2.7 Ook deze uitlatingen kan het hof niet aanmerken als een toezegging van de zijde van de gemeente aan [ Appellant ], alleen al nu hier geen sprake is geweest van een specifiek aan [ Appellant ] gerichte opmerking.
2.8 Voorts overweegt het hof dat het op de vergadering van 30 oktober 2003 gevolgde schrijven van [ Appellant ] aan wethouder [ X ], beantwoord is door een brief van de wethouder aan hem van 7 januari 2004 (zie r.o. 2.9 van het tussenarrest van 7 december 2010).
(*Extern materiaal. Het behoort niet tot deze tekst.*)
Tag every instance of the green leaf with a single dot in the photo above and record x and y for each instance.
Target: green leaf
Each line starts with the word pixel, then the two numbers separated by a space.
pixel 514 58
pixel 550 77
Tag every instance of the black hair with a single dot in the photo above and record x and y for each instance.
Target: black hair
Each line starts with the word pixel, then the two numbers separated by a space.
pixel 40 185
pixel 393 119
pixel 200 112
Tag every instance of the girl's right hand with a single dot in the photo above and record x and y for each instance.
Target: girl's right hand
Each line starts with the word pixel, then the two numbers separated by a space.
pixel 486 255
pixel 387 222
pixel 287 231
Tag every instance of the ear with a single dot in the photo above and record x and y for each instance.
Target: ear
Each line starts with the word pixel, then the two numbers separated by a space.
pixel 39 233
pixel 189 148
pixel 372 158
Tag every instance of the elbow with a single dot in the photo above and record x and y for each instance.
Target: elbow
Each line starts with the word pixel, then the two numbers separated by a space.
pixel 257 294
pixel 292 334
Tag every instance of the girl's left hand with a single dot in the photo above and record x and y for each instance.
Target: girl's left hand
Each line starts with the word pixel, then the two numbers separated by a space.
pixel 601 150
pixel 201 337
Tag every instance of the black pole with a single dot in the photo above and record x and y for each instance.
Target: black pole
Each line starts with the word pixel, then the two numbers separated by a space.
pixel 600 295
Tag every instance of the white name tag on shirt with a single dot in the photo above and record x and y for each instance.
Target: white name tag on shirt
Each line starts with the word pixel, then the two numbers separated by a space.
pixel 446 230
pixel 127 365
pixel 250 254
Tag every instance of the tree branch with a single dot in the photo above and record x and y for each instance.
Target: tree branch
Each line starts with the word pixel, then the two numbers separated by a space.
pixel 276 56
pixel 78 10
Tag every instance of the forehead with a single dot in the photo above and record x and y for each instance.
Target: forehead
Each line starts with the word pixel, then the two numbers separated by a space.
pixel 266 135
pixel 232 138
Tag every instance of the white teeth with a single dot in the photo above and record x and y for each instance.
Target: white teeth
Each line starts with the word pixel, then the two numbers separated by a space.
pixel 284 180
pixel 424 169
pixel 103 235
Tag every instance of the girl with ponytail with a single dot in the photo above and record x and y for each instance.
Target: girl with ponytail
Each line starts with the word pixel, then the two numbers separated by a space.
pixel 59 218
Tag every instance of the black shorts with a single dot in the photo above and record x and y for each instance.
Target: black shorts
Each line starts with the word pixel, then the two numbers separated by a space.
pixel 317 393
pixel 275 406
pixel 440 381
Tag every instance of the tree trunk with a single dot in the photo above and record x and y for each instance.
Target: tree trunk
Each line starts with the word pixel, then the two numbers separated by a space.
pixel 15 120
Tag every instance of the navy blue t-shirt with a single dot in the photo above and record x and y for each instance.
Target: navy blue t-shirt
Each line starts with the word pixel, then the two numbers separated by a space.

In deze brief geeft de wethouder nogmaals aan dat zij geen directe toezegging heeft gedaan 'als zouden alle te verplaatsen bedrijven en verenigingen (...) kunnen rekenen op 'nieuw voor oud' op een andere locatie.' Opnieuw is derhalve aangegeven dat de door [ Appellant ] bedoelde toezegging niet is gedaan, zodat [ Appellant ] daar ook niet vanuit mocht gaan.
2.9 Voor zover in het vervolg van de brief van 7 januari 2004 de toezegging is gedaan 'dat de gemeente Haarlem, in nauw overleg met alle betrokkenen, waaronder [ Appellant ], goede en voor alle partijen realistische en passende afspraken zal maken over de schadeloosstelling bij een eventuele verplaatsing', moet worden geconstateerd dat de gesprekken tussen de gemeente en [ Appellant ] zijn afgebroken, zonder dat het tot verplaatsing is gekomen, terwijl niet kan worden vastgesteld, zoals hiervoor reeds is overwogen, dat het afbreken van de gesprekken aan de gemeente moet worden toegerekend.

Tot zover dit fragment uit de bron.